Tse Lab

Blockchains & Decentralized Systems

Bitcoin is the first system to achieve consensus at the global scale using blockchain as its underlying technology. Its success has spurred a new wave of imagination and ideas across all disciplines. However, the current blockchain technology cannot support many of these ideas due to its poor performance and we are working on blockchain technology which obtains high performance in all the dimensions (throughput, latency, storage, computation, communication etc).

Resolving the availability-finality dilemma in consensus

Internet-scale blockchains should operate under dynamic participation and temporary network partitions, but no protocol can simultaneously guarantee progress and consistency in this setting. Our goal is that every end-user can choose a side of this dilemma, obviating a system-wide determination.

The CAP theorem says that no blockchain can be live under dynamic participation and safe under temporary network partitions. To resolve this availability-finality dilemma, we formulate a new class of flexible consensus protocols, ebb-and-flow protocols, which support a full dynamically available ledger in conjunction with a finalized prefix ledger. This way, end-users can choose whether to favor liveness or safety, obviating a system-wide determination by the protocol designer as is common in existing protocols. Gasper, the current candidate for Ethereum 2.0, aims to achieve the ebb-and-flow property, but we have found an attack under standard network models. As an alternative, we present provably secure ebb-and-flow protocols based on black-box composition of off-the-shelf dynamically available and BFT protocols.

Key Publications

Consensus layer protocols to achieve physical limits

Consensus is at the core layer of every blockchain design and therefore optimizing this layer is paramount for high performance. Since blockchains run on physical networks, our goal is use all the available physical resources to achieve high performance.

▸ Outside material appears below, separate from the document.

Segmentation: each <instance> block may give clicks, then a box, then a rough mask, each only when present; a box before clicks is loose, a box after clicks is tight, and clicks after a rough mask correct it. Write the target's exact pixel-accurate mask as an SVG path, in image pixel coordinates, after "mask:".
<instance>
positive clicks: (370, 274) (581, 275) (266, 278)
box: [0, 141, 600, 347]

Transaction throughput, confirmation latency and confirmation reliability are fundamental performance measures of any blockchain system in addition to its security. In a decentralized setting, these measures are limited by two underlying physical network attributes: communication capacity and speed-of-light propagation delay. Existing systems operate far away from these physical limits. In this work we introduce Prism, a new proof-of-work blockchain protocol, which can achieve 1) security against up to 50% adversarial hashing power; 2) optimal throughput up to the capacity C of the network; 3) confirmation latency for honest transactions proportional to the propagation delay D, with confirmation error probability exponentially small in CD; 4) eventual total ordering of all transactions. Our approach to the design of this protocol is based on deconstructing the blockchain into its basic functionalities and systematically scaling up these functionalities to approach their physical limits.

Key Publications

  • “Prism Removes Consensus Bottleneck for Smart Contracts”, Gerui Wang, Shuo Wang, Vivek Bagaria, David Tse, Pramod Viswanath, Crypto Valley Conference, 2020, arXiv 2004.08776, Source code, Video
  • “Everything is a Race and Nakamoto Always Wins”, Amir Dembo, Sreeram Kannan, Ertem Nusret Tas, David Tse, Pramod Viswanath, Xuechao Wang, Ofer Zeitouni, Forthcoming in ACM Conference on Computer and Communications Security (CCS’20), 2020, arXiv 2005.10484
  • “Prism: Scaling Bitcoin by 10,000x”, Lei Yang, Vivek Bagaria, Gerui Wang, Mohammad Alizadeh, David Tse, Giulia Fanti, Pramod Viswanath, 2019, arXiv 1909.11261, Source code
  • “Proof-of-Stake Longest Chain Protocols Revisited”, Xuechao Wang, Govinda Kamath, Vivek Bagaria, Sreeram Kannan, Sewoong Oh, David Tse, Pramod Viswanath, 2019, arXiv 1910.02218
  • “Deconstructing the Blockchain to Approach Physical Limits”, Vivek Bagaria, Sreeram Kannan, David Tse, Giulia Fanti, Pramod Viswanath, 2018, Accepted for ACM CCS 2019, arXiv 1810.08092, Slides, YouTube

State-channel layer protocols

On top of scalable consensus layer protocols, so called layer-2 protocols further enhance throughput, latency and privacy of blockchain systems.

Undisclosed channel balances and mismatched transaction fees cause delays and failures on some payment paths in payment-channel networks. For atomic transfer schemes, these straggling paths stall the whole transfer. We show that the latency of transfers reduces when redundant payment paths are added. This frees up liquidity in payment channels and hence increases the throughput of the network. We devise Boomerang, a generic technique to be used on top of multi-path routing schemes to construct redundant payment paths free of counterparty risk.